In light of International Women’s Day last week, I have a few thoughts:

I think too often I’m afraid to call myself a feminist, not because I’m fearful of the reputation I might get when I defend the rights of women and encourage feminine liberation, but because the word is now being associated with something that I do not consider feminism.

Think of Lena Dunham, and her show Girls: four white women living in New York City off of the privilege and wealth their parents earned, and walking through life with the word “victim” written on their foreheads.

Think of Taylor Swift, who’s built her career off of being “America’s Sweetheart,” a victim of bullying by an “angry black man,” and someone who’s built a strange inner circle of thin, white, supermodels in a celebrity feud veiled by the name of girl power.

Think of Emma Watson, who has every right to defend her choice in sparing a bit of cleavage in a Vogue photoshoot, however failed to come to the defense of her female colleagues and women of colour, namely Beyoncé, when they have made that choice in the past.

But also think that because these women have put themselves on a pedestal, and allowed their names to be followed by the word “feminism,” they now experience incessant criticism that their male counterparts will never experience. And I am guilty of this criticism.

I am a white woman who has come from an upper-middle class family in Southern Ontario.
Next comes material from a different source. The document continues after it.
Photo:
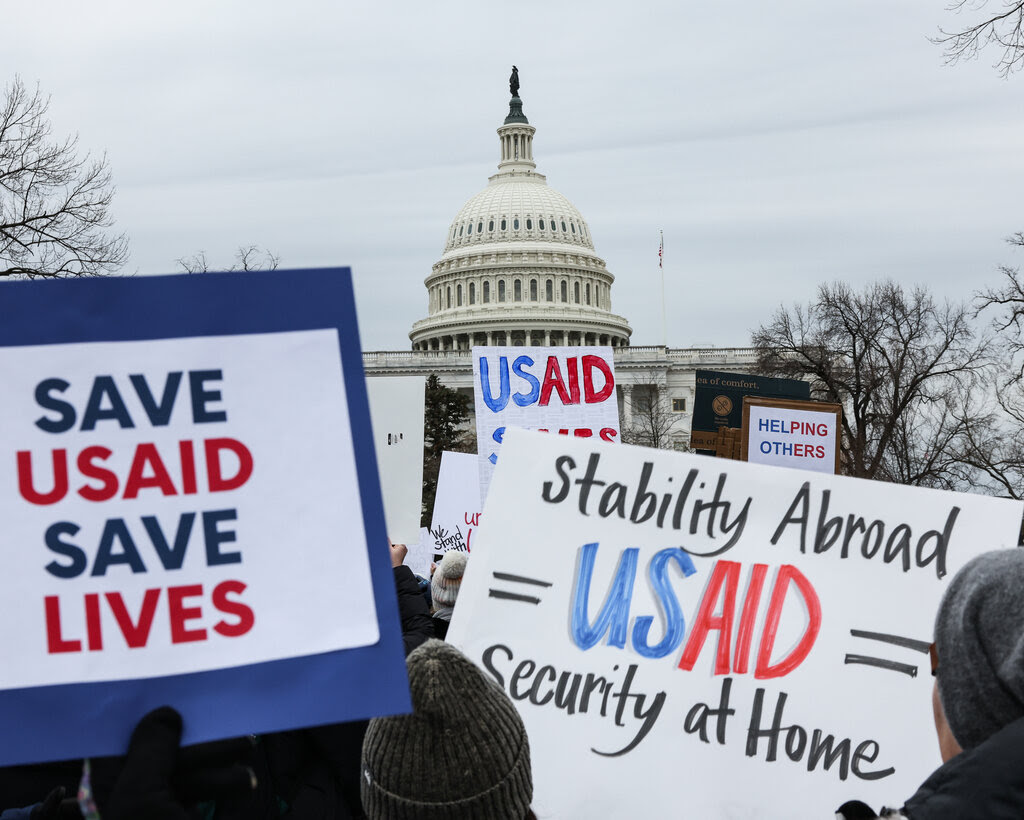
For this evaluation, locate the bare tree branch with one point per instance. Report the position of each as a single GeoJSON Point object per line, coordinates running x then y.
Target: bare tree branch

Going to university was not something I necessarily I had to work for—it was expected of me. I fully understand that my fair complexion, blonde hair and blue eyes are seen as the epitome of Western beauty. I compare how people treat me to how they treat my friends of colour, and there is no denying that there is an exponential difference.
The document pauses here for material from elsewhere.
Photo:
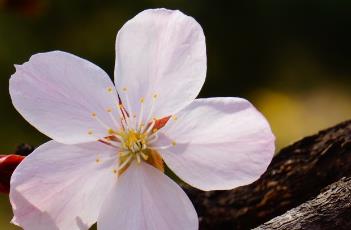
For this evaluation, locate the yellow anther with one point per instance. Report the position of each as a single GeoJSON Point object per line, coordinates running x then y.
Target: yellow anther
{"type": "Point", "coordinates": [111, 131]}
I believe I experience sexism, from boys not understanding what the word “no” means, to being cat-called as I walk down a main street in Ottawa, to having someone mansplain something to me at a dinner table. While some will stick with me for the rest of my life, most of them are just small annoyances. Annoyances I hope one day our future daughters won’t have to experience.
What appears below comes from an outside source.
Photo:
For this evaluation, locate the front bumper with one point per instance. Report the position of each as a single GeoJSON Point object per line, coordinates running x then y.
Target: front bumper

I do not believe I am oppressed, at least not to the extent of many women I know—women from other cultures and backgrounds and skin colours, to women who were assigned a different gender at birth, to even the boys who grew up desperately wanting to be feminine—and I refuse to walk with the likes of Dunham and Swift with the belief that I am constantly a victim of insistent oppression, when more often than not, my privilege makes my life a lot easier than most.

So, when it looks as though I am not coming to the defense of feminism, it is because the movement has changed in the blight of becoming mainstream, and it is something I find hard to associate myself with. I don’t think the movement should be funnelled down to putting aesthetically pleasing Redbubble stickers on the back of your Macbook Pro, or posting a poem from Milk and Honey on your Instagram. While the intention is great, feminism and International Women’s Day, are about so much more than that.

However, with the new president and the events that have taken place in south of the border, I think now more than ever it is important to defend feminism—even if you see flaws in the movement, and even if your voice shakes.